El señor Boone sacó una cámara digital de su bolsa de palos y tomó unas cuantas imágenes de la zona arbolada, del lecho seco y del montón de troncos. Luego se dio la vuelta y tomó más de la calle y de las casas del otro lado.

—¿Para qué son? —preguntó Theo.

—Es posible que las necesitemos.

Estuvieron unos minutos haciendo fotos. Después, salieron del bosque y casi habían llegado al coche eléctrico cuando Theo miró al otro lado de la calle. Pete Duffy se hallaba en el jardín de su casa, observándolos con unos prismáticos. No había más golfistas cerca.

—Papá… —dijo en voz baja.

—Sí, ya lo he visto —contestó su padre—. Sigamos jugando.

Intentaron hacer caso omiso del señor Duffy mientras daban sus segundos golpes, que no cayeron cerca del green. A continuación subieron al coche y se alejaron. Pete Duffy no bajó los prismáticos en ningún momento.

Acabaron los nueve primeros hoyos en dos horas y decidieron dar una vuelta con el coche para ver los recorridos Norte y Sur. El diseño de Waverly Creek era impresionante, con magníficas mansiones escondidas entre las calles y un grupo de casas pareadas agrupadas alrededor de un lago; también disponía de un parque de juegos para niños, y de senderos para bicicletas y corredores que se entrecruzaban con los car-path pero, sobre todo, tenía unas calles y unos green preciosos.
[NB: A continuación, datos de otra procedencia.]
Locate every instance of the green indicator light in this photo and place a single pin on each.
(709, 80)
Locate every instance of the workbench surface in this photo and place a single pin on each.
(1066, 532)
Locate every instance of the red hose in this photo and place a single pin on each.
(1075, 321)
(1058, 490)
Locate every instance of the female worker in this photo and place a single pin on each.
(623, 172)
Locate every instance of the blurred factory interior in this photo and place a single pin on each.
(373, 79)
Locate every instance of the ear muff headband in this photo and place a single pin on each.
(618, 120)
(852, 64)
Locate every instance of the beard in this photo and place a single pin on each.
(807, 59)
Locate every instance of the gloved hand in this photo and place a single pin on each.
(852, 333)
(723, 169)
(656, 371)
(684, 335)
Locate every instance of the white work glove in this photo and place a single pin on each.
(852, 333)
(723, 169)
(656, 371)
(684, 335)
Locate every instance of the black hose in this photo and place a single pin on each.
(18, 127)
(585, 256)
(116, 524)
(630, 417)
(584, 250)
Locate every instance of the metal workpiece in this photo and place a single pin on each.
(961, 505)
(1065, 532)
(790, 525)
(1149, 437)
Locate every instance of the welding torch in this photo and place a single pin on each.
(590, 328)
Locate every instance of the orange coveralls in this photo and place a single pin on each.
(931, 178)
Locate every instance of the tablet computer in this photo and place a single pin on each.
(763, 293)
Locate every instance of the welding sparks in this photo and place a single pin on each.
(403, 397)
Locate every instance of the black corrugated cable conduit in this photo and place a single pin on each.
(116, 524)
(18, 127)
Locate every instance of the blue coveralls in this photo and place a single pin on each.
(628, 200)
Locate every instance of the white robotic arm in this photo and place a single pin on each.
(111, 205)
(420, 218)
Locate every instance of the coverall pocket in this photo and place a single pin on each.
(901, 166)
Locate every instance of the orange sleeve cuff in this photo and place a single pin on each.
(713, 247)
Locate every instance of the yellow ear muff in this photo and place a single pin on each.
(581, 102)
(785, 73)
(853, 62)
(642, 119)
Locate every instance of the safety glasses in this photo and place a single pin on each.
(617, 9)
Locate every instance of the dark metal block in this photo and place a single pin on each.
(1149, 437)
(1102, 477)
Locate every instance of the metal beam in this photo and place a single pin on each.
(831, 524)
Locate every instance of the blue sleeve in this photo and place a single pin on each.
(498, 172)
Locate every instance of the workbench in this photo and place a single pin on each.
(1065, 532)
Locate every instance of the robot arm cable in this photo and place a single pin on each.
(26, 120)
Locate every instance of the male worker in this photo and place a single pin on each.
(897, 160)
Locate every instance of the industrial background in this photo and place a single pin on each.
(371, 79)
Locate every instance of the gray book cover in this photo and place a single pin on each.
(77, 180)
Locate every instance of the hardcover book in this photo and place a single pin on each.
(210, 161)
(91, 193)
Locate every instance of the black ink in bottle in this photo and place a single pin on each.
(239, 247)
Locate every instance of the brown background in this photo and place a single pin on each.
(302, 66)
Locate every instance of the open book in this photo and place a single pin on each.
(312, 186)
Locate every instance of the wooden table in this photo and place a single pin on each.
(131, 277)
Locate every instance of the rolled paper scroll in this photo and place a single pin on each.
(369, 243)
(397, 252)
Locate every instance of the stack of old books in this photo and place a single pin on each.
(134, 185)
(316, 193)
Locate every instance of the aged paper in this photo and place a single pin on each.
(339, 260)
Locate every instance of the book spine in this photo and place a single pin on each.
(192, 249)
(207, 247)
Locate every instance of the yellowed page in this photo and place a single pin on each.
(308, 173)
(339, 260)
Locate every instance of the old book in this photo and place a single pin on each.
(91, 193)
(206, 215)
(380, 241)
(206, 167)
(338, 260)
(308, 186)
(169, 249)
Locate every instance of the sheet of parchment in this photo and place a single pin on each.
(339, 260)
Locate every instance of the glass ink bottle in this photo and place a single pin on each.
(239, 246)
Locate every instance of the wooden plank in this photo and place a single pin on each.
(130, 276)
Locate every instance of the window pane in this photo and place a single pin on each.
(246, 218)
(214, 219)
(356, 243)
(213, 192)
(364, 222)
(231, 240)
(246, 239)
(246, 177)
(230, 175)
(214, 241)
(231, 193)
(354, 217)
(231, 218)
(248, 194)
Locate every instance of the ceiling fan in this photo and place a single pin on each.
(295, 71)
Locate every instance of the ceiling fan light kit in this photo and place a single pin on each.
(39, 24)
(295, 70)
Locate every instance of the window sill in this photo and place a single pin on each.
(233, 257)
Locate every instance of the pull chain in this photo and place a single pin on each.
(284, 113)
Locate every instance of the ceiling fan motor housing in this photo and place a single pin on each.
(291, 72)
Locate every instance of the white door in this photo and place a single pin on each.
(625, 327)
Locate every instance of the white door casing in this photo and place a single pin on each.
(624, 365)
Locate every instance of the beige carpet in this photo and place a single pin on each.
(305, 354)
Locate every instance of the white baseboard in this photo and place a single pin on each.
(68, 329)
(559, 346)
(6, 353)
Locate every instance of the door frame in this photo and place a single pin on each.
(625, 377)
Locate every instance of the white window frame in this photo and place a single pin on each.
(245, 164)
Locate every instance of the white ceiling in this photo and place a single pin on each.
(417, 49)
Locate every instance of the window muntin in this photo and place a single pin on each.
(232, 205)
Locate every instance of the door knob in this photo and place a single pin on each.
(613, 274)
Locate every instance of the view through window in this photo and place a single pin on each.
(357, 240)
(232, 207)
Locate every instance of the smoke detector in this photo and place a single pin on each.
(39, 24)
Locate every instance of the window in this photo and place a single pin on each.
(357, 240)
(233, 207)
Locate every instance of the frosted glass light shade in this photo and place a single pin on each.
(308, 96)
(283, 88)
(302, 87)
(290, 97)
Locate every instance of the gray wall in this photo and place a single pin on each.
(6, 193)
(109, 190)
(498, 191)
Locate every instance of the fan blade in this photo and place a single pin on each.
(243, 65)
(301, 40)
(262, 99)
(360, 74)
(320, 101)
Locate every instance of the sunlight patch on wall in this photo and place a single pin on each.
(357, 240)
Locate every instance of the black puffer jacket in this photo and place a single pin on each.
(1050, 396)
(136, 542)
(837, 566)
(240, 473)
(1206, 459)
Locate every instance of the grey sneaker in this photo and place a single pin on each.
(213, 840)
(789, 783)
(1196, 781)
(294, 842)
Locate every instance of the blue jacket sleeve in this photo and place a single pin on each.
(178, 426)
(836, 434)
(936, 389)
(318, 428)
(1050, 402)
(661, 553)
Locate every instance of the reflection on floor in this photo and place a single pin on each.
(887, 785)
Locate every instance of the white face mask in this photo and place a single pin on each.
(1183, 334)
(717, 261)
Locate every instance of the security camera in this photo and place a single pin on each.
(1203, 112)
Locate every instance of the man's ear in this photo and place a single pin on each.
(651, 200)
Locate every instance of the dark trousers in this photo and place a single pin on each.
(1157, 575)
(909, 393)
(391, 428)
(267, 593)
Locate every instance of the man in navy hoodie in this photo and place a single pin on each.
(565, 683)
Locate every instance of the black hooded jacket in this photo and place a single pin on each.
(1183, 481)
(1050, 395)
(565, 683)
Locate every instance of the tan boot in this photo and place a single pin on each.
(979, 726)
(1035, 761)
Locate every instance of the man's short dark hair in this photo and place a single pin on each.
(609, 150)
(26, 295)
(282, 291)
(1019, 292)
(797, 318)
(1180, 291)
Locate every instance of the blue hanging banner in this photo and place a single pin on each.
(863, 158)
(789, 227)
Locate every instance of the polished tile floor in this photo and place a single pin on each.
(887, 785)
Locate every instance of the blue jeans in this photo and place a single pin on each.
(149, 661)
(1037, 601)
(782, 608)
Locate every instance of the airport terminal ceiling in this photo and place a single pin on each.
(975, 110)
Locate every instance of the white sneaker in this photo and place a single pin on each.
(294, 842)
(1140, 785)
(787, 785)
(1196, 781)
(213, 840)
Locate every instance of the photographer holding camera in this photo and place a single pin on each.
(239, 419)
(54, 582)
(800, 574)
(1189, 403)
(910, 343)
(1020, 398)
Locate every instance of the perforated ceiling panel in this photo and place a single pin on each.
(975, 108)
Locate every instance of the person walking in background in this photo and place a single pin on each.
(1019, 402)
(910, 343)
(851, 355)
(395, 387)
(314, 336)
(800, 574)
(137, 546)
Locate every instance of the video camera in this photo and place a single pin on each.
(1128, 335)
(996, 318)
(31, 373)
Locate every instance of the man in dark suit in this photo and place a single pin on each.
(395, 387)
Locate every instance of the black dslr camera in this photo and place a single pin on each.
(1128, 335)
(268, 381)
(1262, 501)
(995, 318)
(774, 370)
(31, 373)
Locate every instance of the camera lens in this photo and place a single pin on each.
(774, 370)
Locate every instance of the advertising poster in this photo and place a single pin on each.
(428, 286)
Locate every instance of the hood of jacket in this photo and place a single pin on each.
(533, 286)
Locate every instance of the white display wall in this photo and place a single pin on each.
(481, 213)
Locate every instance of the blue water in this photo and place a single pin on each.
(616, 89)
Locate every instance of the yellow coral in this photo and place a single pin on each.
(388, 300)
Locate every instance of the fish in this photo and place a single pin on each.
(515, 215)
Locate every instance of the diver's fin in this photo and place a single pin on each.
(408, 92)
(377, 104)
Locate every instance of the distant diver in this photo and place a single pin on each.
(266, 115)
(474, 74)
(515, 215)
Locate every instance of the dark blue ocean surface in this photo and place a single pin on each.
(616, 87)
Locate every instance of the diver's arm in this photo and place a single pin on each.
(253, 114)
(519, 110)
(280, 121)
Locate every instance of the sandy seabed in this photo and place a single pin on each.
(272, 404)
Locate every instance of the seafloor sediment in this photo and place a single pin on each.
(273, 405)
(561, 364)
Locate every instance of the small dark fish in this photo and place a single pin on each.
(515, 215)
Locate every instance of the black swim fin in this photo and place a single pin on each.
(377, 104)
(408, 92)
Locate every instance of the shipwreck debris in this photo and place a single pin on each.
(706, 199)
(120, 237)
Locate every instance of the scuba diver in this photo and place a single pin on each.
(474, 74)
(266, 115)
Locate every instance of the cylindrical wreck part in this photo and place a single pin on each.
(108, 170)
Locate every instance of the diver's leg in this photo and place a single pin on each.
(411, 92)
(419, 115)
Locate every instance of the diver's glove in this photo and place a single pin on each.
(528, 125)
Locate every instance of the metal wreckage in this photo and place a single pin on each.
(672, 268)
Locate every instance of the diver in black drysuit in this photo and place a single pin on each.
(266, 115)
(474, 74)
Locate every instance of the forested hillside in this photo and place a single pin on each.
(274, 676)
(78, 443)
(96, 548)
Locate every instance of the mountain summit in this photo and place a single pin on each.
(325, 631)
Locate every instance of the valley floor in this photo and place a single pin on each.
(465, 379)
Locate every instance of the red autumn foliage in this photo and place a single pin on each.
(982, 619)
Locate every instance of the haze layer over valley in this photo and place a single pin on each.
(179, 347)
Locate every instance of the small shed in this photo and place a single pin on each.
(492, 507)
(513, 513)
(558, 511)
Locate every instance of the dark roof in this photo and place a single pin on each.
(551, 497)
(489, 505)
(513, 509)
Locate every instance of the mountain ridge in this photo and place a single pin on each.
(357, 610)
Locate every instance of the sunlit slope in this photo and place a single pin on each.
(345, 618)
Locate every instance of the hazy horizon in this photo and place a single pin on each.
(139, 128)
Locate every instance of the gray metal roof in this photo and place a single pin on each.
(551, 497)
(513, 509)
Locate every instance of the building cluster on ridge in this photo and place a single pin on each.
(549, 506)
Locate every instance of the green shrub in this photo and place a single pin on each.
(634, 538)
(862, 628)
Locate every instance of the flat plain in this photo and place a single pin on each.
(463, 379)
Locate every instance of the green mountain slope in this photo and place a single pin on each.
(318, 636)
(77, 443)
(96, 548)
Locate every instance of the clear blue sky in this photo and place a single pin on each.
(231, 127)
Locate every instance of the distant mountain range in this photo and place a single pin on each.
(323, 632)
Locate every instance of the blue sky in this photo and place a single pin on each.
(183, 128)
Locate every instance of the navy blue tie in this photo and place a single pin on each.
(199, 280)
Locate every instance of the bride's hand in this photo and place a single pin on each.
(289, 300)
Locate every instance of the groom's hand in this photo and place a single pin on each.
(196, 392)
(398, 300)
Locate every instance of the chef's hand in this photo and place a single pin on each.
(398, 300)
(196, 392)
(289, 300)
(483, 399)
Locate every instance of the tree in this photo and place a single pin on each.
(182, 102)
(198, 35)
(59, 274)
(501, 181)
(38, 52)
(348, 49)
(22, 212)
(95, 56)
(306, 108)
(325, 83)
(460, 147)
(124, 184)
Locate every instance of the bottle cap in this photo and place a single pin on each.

Un grupo de cuatro estaba saliendo del hoyo catorce cuando se acercaron. Las normas de etiqueta del golf exigen silencio en los tees de salida, de modo que el señor Boone detuvo el vehículo antes de que los vieran. Cuando el grupo se puso en marcha, el señor Boone se acercó al tee de salida. Junto al camino había un surtidor de agua fría, una papelera y una máquina para limpiar bolas.

—Según Julio, su primo vio cómo Duffy tiraba sus guantes en la papelera del catorce. Supongo que debe de ser esta.

—¿No te lo dijo el primo personalmente?

—No. Solamente he hablado una vez con el primo, y fue el miércoles por la noche, en el albergue. Julio se presentó en el despacho a la noche siguiente, con los guantes.

—De modo que no tenemos ni idea de dónde estaba el primo ni de por qué vio a Duffy tirar los guantes en el catorce.

—Supongo que no.

—Y tampoco sabemos por qué los cogió.

—Según Julio, los chicos que trabajan en el campo suelen rebuscar en las papeleras por si encuentran algo de valor.

Tomaron unas cuantas fotos y se alejaron antes de que llegara el siguiente grupo.